Three Years of A New Kind of Science

2005-05-15 Thread Stephen Wolfram
Today it is three years since I published my book A New Kind of
Science. It seems like a lot longer than that--so much has
happened in the intervening time. What started as a book is
steadily emerging as a major intellectual movement with its own
structure and community.

The first year after the book came out was dominated by a
certain amount of "paradigm shift turbulence." But by the second
year, many serious projects were starting, and indicators like
the publication rate of NKS-based papers began to climb.

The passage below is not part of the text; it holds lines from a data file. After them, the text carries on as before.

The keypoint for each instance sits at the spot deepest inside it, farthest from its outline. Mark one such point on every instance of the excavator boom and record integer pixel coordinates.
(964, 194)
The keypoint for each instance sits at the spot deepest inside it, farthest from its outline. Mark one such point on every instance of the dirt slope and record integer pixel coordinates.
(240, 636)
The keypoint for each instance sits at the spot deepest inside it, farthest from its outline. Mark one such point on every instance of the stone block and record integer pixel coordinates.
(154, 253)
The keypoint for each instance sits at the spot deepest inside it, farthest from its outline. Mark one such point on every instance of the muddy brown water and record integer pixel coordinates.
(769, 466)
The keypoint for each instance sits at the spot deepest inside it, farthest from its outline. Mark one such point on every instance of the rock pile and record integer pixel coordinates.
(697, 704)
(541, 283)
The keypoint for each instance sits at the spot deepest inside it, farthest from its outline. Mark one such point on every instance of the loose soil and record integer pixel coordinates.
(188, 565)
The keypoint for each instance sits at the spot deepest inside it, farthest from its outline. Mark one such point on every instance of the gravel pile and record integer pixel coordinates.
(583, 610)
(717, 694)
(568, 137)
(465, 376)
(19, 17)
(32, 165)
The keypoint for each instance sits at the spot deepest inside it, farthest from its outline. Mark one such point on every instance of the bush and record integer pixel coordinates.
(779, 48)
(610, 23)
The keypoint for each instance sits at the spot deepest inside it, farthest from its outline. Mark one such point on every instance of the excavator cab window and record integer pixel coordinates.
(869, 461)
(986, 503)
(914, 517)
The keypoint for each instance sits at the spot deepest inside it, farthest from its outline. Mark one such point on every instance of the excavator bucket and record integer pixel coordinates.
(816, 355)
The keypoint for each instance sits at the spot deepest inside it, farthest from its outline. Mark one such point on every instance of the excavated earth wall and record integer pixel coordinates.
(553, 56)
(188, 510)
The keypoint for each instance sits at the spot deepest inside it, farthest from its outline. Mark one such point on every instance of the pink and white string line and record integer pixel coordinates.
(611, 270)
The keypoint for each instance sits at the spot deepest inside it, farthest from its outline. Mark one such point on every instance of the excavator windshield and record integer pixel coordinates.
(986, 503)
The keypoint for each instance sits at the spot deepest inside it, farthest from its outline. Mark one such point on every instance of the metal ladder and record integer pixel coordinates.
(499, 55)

Now, in the third year, a recurring theme has been the emergence
of a growing group of exceptional individuals who are planning
to base their careers on NKS. There are scores of NKS-based
Ph.D. theses underway, and all sorts of NKS-based corporate
ventures--as well as our own growing NKS R&D operation in
Boston.

Later this year, the first full-length independent book based on
NKS will be published, and the first independent NKS conference
will be held. In late June, we will be holding our third annual
NKS Summer School--for which there were a record number of
exceptional applicants. We are planning to have our next major
NKS conference in spring 2006; we'll be announcing the details
shortly. There will also be an NKS mini-course at our Wolfram
Technology Conference this October.

This year I myself have mostly been in a tool-building phase,
working on major new Mathematica technology that, among other
things, will be very important for NKS research--and which I
can't wait to use.

There's a lot more in the pipeline too. We're developing plans
for a new kind of publishing medium for NKS (partly based on the
Complex Systems journal that I've been publishing since 1986).
We're also planning later this year to start regular "live
experiments," in which I'll be leading public web-conferenced
explorations into the computational universe.

Also in the next few months we're planning to release a rather
unexpected consumer-oriented application of NKS, which I expect
we'll all be hearing quite a bit about.

As we begin the fourth year of NKS, I feel more optimistic than
ever before about its promise--and its significance in science,
technology, the arts, and beyond. It will be fascinating to see
where the most important NKS-based breakthroughs come from, and
what they will be.

I hope you'll have the opportunity to take part in the
excitement of the upcoming years of early NKS growth.